RBC fears energy shortage in Canada – and Ontario as early as 2026

Canada’s largest commercial bank says the country will struggle to meet rising electricity demand in the coming years unless governments make tough decisions.

Energy consumption is expected to increase by 50 percent over the next decade, but the country’s ability to meet that demand is limited by its goal of a net-zero grid by 2035, the Royal Bank of Canada said in a report Tuesday. Ontario, the country’s economic engine, could face power shortages as early as 2026, the bank warned.

Major infrastructure upgrades are needed to deliver energy between provinces and to store power to ensure reliable supply, RBC said, and it’s far from clear where that electricity will come from.

Meanwhile, Canada faces global competition for crucial minerals and other materials as countries rush to become decarbonised in the wake of a wider energy crisis triggered by Russia’s invasion of Ukraine.

“Canada not only needs to keep pace — it must accelerate the expansion of its power system or risk falling behind in a renewed Net Zero grid race,” economist Colin Guldimann said in the report.

RBC outlines the pros and cons of different options to meet demand, including trade-offs between cheap versus reliable clean energy. “To stay in the race, Canada must accelerate its major push on electricity: between provinces, for decades and across the country,” the bank said.

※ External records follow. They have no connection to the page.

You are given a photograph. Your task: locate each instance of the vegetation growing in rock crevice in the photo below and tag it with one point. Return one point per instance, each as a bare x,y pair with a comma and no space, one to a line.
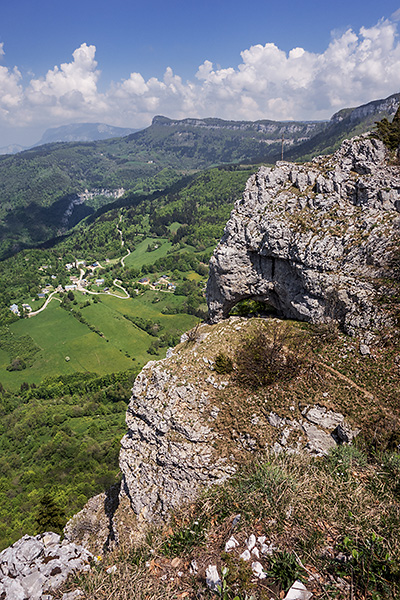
389,132
332,523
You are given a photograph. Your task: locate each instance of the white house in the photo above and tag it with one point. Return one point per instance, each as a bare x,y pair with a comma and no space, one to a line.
14,309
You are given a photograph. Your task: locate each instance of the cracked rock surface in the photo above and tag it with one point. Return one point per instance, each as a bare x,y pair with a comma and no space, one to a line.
310,239
39,564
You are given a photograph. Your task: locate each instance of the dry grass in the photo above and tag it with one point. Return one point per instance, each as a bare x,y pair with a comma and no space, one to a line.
315,509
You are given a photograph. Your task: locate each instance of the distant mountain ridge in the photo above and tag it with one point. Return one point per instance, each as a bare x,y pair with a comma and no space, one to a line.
73,132
83,132
36,185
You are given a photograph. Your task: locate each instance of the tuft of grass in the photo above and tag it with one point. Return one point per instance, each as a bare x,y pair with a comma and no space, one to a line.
273,352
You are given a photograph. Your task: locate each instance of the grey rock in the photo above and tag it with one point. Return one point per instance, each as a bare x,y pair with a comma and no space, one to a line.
167,453
298,591
39,564
73,595
213,579
321,416
319,442
310,239
343,434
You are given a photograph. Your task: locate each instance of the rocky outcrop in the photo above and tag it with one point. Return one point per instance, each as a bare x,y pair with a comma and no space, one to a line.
310,239
35,566
168,450
190,427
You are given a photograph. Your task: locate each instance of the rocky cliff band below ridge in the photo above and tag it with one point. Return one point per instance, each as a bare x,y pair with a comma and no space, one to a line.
311,239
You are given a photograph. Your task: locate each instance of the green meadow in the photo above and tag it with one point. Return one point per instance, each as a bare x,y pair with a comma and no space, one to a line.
67,346
141,256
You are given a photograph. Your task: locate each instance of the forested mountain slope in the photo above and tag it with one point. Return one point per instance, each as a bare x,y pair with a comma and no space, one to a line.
45,191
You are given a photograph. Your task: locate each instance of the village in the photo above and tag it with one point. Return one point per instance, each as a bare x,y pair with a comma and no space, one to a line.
85,282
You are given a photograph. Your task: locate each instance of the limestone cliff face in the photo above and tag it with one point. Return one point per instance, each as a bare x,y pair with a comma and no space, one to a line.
168,451
310,239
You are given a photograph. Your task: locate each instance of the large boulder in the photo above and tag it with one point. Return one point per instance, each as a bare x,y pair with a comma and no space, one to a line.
311,239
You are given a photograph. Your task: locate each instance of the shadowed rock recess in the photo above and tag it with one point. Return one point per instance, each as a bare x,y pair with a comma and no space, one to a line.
310,239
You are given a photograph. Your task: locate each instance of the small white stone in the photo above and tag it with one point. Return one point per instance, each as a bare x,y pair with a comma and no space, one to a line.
267,549
213,579
298,591
111,569
258,570
261,539
231,544
251,542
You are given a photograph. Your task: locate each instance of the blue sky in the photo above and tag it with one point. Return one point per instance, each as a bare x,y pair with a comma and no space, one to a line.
122,62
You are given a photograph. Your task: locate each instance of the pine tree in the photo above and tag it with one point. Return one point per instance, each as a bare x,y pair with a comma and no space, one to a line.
389,133
50,516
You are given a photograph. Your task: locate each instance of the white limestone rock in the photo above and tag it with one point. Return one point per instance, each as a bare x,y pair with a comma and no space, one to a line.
39,564
308,239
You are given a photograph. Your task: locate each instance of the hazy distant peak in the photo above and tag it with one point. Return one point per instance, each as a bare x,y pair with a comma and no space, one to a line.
83,132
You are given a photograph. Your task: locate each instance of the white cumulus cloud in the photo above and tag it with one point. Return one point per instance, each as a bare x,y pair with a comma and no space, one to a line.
268,83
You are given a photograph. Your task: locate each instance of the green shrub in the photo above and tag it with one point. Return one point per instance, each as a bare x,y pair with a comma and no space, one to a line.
223,364
269,354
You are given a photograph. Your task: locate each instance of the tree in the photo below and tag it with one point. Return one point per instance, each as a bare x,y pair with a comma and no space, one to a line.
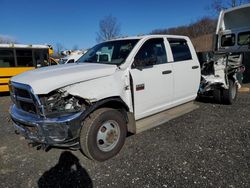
59,48
218,5
75,47
7,39
109,28
201,27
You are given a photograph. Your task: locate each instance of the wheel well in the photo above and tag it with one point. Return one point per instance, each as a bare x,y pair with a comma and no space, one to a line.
117,103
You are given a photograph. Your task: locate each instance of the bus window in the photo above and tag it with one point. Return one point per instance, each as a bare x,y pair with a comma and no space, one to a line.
7,58
244,38
41,57
228,40
24,58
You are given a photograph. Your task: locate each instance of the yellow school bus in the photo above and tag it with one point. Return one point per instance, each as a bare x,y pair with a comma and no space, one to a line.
17,58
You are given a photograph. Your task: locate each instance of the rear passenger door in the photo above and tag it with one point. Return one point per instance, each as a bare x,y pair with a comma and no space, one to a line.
186,70
152,82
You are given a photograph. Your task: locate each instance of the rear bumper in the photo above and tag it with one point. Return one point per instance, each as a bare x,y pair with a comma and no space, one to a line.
59,131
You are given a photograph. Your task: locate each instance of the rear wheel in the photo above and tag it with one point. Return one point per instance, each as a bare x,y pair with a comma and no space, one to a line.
230,94
217,95
103,134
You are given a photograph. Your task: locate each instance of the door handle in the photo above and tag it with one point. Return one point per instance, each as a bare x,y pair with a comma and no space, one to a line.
195,67
167,72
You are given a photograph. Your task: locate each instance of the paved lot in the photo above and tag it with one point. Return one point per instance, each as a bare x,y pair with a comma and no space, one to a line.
209,147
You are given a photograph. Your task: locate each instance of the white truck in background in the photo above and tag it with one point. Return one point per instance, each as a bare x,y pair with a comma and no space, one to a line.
119,86
220,68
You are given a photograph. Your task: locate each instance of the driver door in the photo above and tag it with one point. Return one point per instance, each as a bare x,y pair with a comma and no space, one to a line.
152,79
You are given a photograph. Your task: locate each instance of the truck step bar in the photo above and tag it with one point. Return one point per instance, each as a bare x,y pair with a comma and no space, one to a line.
163,117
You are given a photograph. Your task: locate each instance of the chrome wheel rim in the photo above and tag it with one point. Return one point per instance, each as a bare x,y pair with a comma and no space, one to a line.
108,135
234,91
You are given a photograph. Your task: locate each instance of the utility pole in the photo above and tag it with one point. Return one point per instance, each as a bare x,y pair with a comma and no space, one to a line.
234,3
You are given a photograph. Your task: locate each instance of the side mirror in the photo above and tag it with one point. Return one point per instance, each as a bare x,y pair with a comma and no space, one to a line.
147,62
248,41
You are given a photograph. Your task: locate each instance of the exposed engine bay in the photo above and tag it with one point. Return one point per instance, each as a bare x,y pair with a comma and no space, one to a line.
61,102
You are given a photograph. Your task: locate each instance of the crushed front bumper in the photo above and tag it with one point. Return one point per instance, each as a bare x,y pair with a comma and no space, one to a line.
59,131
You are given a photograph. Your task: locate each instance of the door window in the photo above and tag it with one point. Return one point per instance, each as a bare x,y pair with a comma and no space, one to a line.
152,52
180,50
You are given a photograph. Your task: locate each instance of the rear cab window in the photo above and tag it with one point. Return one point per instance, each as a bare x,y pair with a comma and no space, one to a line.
152,50
180,49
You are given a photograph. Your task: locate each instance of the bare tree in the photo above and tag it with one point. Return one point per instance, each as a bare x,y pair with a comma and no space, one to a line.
7,39
75,47
218,5
109,28
201,27
59,48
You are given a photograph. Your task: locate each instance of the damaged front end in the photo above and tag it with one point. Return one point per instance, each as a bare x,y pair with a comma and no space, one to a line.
217,70
52,119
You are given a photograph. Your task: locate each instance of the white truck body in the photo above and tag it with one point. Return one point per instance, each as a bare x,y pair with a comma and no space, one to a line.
136,87
233,29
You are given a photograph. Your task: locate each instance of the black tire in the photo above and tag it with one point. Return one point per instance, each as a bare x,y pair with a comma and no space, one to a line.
230,94
217,95
94,125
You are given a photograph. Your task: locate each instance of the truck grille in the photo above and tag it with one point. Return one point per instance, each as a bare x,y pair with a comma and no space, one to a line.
23,98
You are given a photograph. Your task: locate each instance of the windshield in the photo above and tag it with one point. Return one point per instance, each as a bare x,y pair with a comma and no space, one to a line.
112,52
62,61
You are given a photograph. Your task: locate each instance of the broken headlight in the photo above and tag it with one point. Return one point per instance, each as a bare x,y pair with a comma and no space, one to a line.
60,102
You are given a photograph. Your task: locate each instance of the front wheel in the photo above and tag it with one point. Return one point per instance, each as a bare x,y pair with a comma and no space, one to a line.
230,94
103,134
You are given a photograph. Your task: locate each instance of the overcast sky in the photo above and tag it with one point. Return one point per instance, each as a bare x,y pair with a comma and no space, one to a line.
76,22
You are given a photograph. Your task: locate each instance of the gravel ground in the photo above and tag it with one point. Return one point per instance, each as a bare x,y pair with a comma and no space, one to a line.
209,147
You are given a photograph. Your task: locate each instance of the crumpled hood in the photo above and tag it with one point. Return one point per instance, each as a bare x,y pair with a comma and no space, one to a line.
45,80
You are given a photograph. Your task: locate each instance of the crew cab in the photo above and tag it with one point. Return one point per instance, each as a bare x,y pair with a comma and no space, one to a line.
111,90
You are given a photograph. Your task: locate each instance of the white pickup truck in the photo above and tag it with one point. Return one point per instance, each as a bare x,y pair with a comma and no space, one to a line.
118,86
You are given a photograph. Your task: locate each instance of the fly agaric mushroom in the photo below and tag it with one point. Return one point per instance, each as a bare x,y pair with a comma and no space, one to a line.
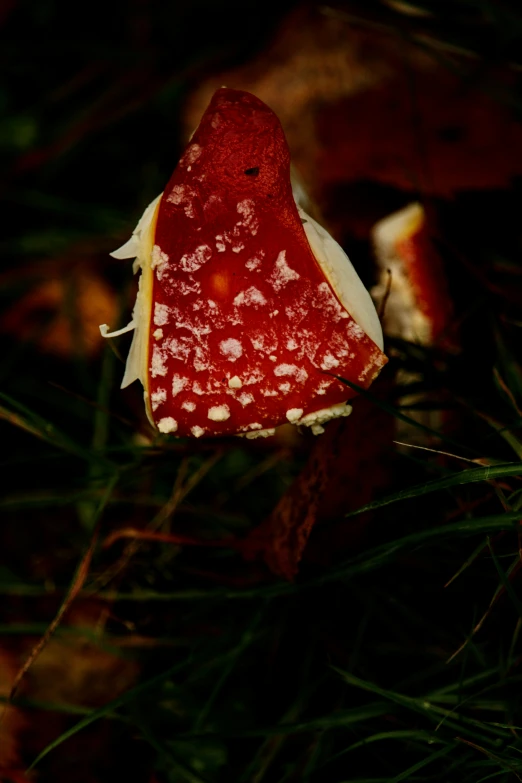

The other conclusions and recommendations include:

Shorter term:

  • Existing natural gas plants will likely need to operate until at least 2035 in provinces with major energy shortages;
  • More attention to nature conservation is needed;
  • New renewable solar and wind assets need to be built to “fill the gaps”;
  • After 2030, provinces must decide whether they are willing to “bet” on expensive carbon capture solutions to build new gas-fired power plants or retire by the mid-2030s.

Long term:

  • Solar and wind power are now the cheapest sources of new electricity, although solutions are needed to provide reliable power in times of darkness or calm weather;
  • Some of the best solar and wind sites are in the Prairies, where phasing out coal power is the biggest challenge;
  • Hydropower is Canada’s ‘trump card’ and the country should invest in hydropower and nuclear development as a way to add baseload power to the national grid;
  • In the longer term, using fewer batteries and more hydro and nuclear power to displace generation could be more affordable, increasing costs by $4 billion, versus $7 billion for a fully renewable storage solution;
  • Current subsidies favor wind, solar and carbon capture, but subsidies to encourage investment in hydropower and nuclear power should also be considered;

  • Major projects must be coordinated across provinces to save costs.